Vellum Venom Vignette: A Bronco cannot change its stripes
Perhaps my headline is a bit misleading: The Bronco is neither a zebra nor a tiger. It is a cow, a cash cow of the highest order. Ford’s decision to tweak the T6 truck platform to give Jeep’s Wrangler a legit competitor was brilliant and long overdue. Dearborn hit another home run by extending the Bronco brand into the C2 platform via the Bronco Sport soft-roader presented here. Sure, it’s not “the real” Bronco, but it is precisely what the market demands: mall crawling and high(er) speed family hauling.
The Bronco Sport’s styling and off-road upgrades are still true(ish) to the Bronco name, but then Ford threw us another bone: a set of throwback decals and interior trim taking us back to a simpler time. Then the company gave the vehicle the name it so truly deserves: Free Wheeling.
The Bronco Sport Free Wheeling proves Ford is focused. The company is no longer fearing its great escape from passenger-car mediocrity; as it is clear that Dearborn’s crew has no interest in fighting Toyota and Honda for sedanlette scraps. Why bother, when it is far more profitable to be a maverick and take a path that others can’t possibly travel?
C2 platform jokes aside, Ford is indeed capitalizing on the trim levels that made the company so special. (It’s about time, considering how leveraged the Dodge brand is to trims like Demon, Scat Pack, etc.) The 1970s Free Wheeling package is both obscure and tragically neglected, just like other limited production whoppers from the era like Swinger (Dodge Dart), Palm Beach (Buick LeSabre), and Talisman (Cadillac Fleetwood). In 2023’s sea of globalized mediocrity, new interpretations of these retro names and their bolder trimmings are welcome dashes of uniqueness.
Naming conventions aside, let’s get back to the Bronco Sport’s color gradient stripes. These beauties are actually a staple of 1970s graphic design, a multi-disciplinary trade applicable to any industry. Even the U.S. government made a big deal about graphic design; you can see excellent examples of the era on this Instagram account. Graphic designers working for government entities and corporations usually reduce complex themes and mission statements into a simple image, one that is easily to process and remember. Your favorite might be the NASA “worm” logo, which also made its triumphant return just a few years back.

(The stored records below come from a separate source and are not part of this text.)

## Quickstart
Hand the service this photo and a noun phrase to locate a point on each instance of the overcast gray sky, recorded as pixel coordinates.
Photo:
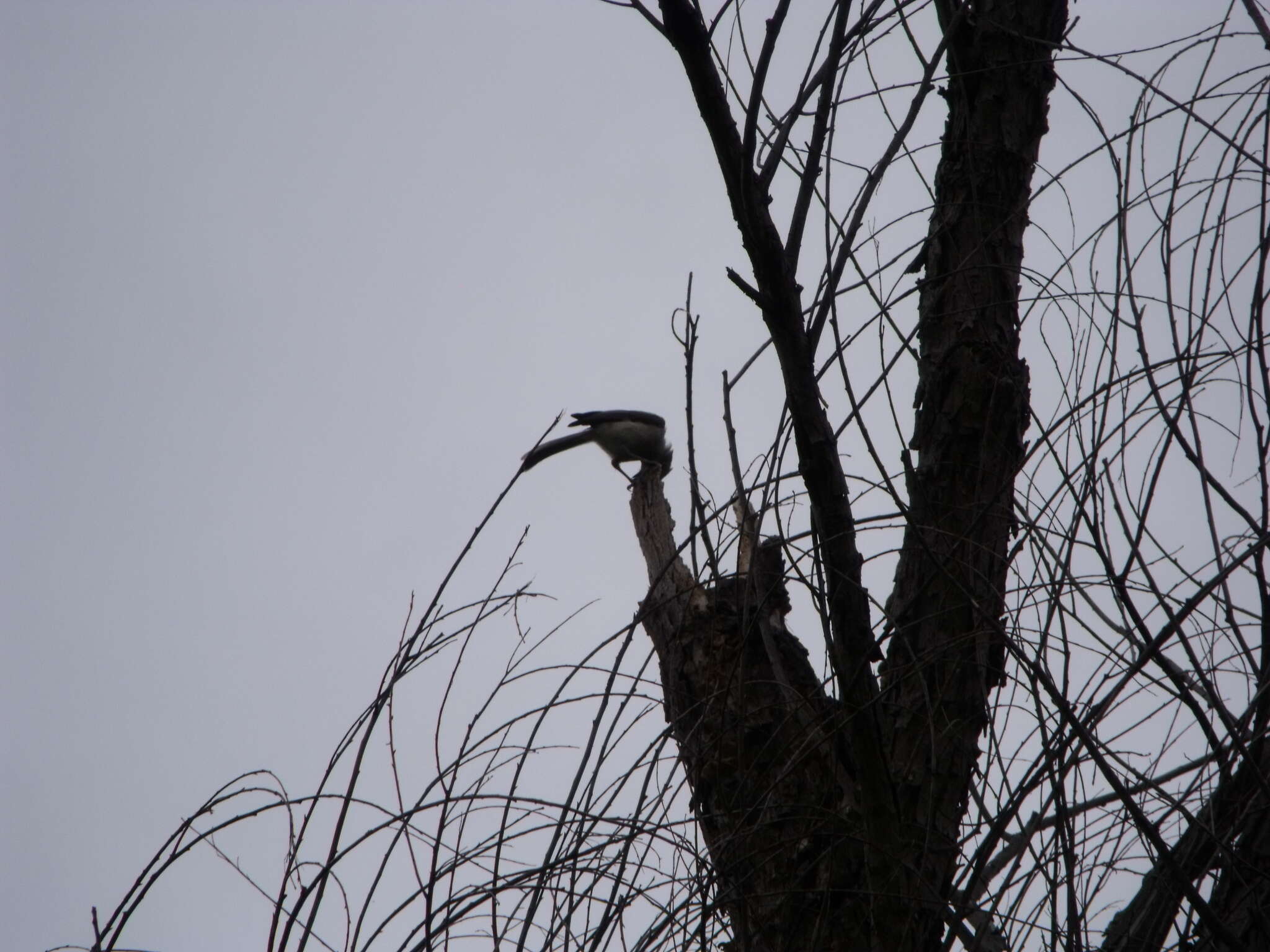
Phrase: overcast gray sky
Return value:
(287, 288)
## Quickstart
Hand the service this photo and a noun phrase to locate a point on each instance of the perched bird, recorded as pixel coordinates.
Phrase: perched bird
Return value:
(626, 436)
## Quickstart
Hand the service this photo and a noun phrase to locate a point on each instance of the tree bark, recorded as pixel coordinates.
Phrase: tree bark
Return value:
(833, 824)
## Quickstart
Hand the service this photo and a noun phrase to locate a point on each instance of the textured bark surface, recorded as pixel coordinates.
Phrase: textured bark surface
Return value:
(948, 601)
(807, 861)
(762, 747)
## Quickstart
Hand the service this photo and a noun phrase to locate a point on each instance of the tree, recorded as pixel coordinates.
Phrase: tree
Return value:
(1052, 730)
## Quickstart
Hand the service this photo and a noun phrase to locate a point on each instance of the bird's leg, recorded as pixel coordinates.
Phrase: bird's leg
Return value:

Color gradients were a smaller part of this ’70s trend, commercializing a design theme normally reserved for hoity-toity modern art circles. I’d like to think this mass adoption tickled one Mr. Josef Albers a delightful shade of pink. Or perhaps the noted color theorist felt the joy in shades of red mixed with increasing amounts of white?
No matter, the Free Wheeling color gradient stripes on Ford trucks/vans/Pinto wagons offered the requisite amount of fun for buyers in the 1970s who were looking for a brighter, more cheerful vehicle to present themselves to the world. Perhaps the color gradient trim played well with many Americans’ notion of embracing their own need for freedom in the 1970s—or perhaps that theory goes a bridge too far, even in automotive design and branding.
However you skin it, spicing up cars with graphics was a big deal in the 1970s. Every Detroit automaker needed to sell more sizzle and less steak. Screaming chickens on Firebirds are the best example of the breed, but the designers knew that making 5-mph bumpers, pillared hardtops, and plastic-y interiors sexy wasn’t gonna be easy on any car. But they made it work: Check out the seventh-generation Thunderbird’s sales if you don’t believe me.
But it is not a stretch to suggest that today’s younger car buyers feel the same state of malaise as referenced by Jimmy Carter, so perhaps a bright collection of decals and interior fabrics are absolutely needed for the 2024 model year.
If so, history repeats itself. Those who are attuned to the cyclical nature of human existence can capitalize on that knowledge, and the good people behind the branding of the Ford Bronco are hopefully enjoying the multi-colored fruits of their labor. That said, pushing a retro agenda in a design studio can only go so far, as Josef Albers was likely right when he said: “Traditionally art is to create and not to revive. To revive: leave that to the historians, who are looking backward.”